Ce n’est pas sans indifférence que l’on constate que cet ex-footballeur français de haut niveau, membre de l’équipe nationale ayant remporté la Coupe du monde 1998, s’est converti en champion des droits de la personne, et qu’il signe ici… un huitième ouvrage.
Originaire de la Guadeloupe, arrivé en France à neuf ans, Lilian Thuram prend vite la mesure de sa différence, subissant régulièrement les commentaires de ses collègues qui lui rappellent méchamment sa couleur de peau.
Dans cet ouvrage ciblant spécifiquement la « pensée blanche », M. Thuram pourfend ce qu’il prétend être une construction politique fabriquée de toutes pièces pour assujettir des peuples à des intérêts commerciaux, créer des hiérarchies arbitraires, afin de mieux exploiter, dominer. Bref, comme il l’écrit, la pensée blanche est un « racisme inavoué ».
Cette construction mythologique est malgré tout devenue dominante et mondialisée, dit-il. Prédatrice, cette idéologie a de profondes racines historiques, et se fait encore sentir de nos jours.
Qui sait que la France a adopté en 1685 un Code noir, considérant les Noirs comme des « biens meubles », ayant évolué jusqu’à un Code de l’indigénat, qui n’a été supprimé qu’en 1946 ?
Les Blancs doivent-ils faire acte de contrition pour autant, devant ce sentiment inconscient de supériorité qui est le leur ?
Non, dit l’auteur. Ce sentiment est une vieille habitude, une supposée « évidence » chez nombre de Blancs, ancrée dès l’enfance. Ce biais implicite, cette « culture de l’effacement » gomme les autres cultures. Mais il faut que les Blancs en prennent conscience, pour se libérer, pour sortir de cette prison identitaire, et devenir pleinement humains.
Donc : pas de rébellion à engager contre les Blancs… il faudrait plutôt les inciter à rejeter ces catégorisations raciales porteuses de violences, d’injustices, et ainsi éviter de les reproduire.
Mon appréciation est que le propos de ce livre s’inscrit dans la droite ligne d’une mouvance intellectuelle présentement montante aux États-Unis, et qui fait de la « suprématie blanche » le facteur, unique, d’explication de tous les malheurs du monde, anciens comme actuels.
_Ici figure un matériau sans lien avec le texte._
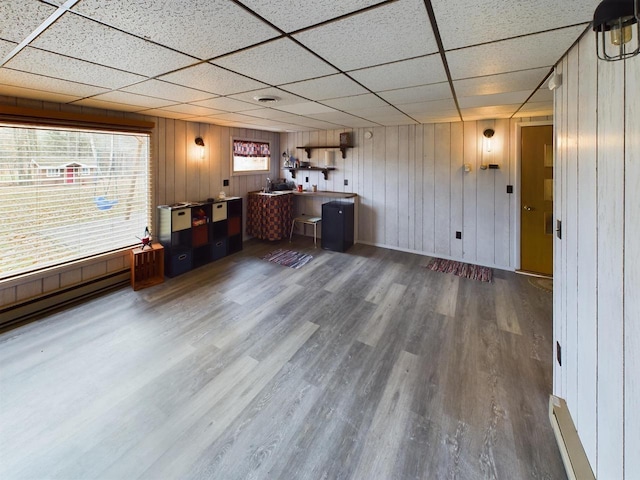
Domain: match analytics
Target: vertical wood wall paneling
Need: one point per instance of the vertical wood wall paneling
(632, 272)
(392, 187)
(443, 189)
(180, 159)
(405, 185)
(502, 226)
(378, 194)
(585, 417)
(470, 185)
(457, 188)
(558, 205)
(611, 110)
(571, 222)
(429, 196)
(485, 201)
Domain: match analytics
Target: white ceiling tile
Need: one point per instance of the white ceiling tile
(168, 91)
(284, 98)
(306, 108)
(158, 112)
(226, 104)
(210, 78)
(395, 31)
(423, 93)
(333, 86)
(204, 29)
(471, 22)
(15, 91)
(356, 102)
(290, 15)
(21, 17)
(267, 113)
(57, 66)
(277, 62)
(78, 37)
(194, 110)
(104, 105)
(408, 73)
(505, 82)
(429, 108)
(133, 99)
(512, 55)
(510, 98)
(47, 84)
Qui soutient que tout, ou presque, est lié à une seule cause, la pensée des Blancs, pour expliquer à la fois les inégalités, les conflits internationaux et ainsi de suite.
En important en France une conception purement américaine, intimement liée à l’histoire spécifique de ce pays, M. Thuram risque de contribuer à radicaliser les positions qu’on voit déjà, hélas, apparaître en France. Car dans ce pays aussi, même dans les milieux intellectuels, les insultes ont commencé dans plusieurs débats à remplacer la discussion décente et honnête.
On suggérerait à l’auteur de parcourir le dernier ouvrage de Pascal Bruckner (Un coupable presque parfait. La construction du bouc émissaire blanc, Grasset, 2020), qui écrit : « L’homme blanc est devenu le nouveau Satan, celui que son anatomie même désigne comme violeur ontologique, et sa couleur de peau comme raciste, sa puissance comme exploiteur de tous les ‘dominés’ et ‘racisés’ ».
Et M. Bruckner de conclure, fort à propos, sur les effets néfastes d’une telle conviction : « Un discours qui balaie la méritocratie et l’idée d’humanité commune ».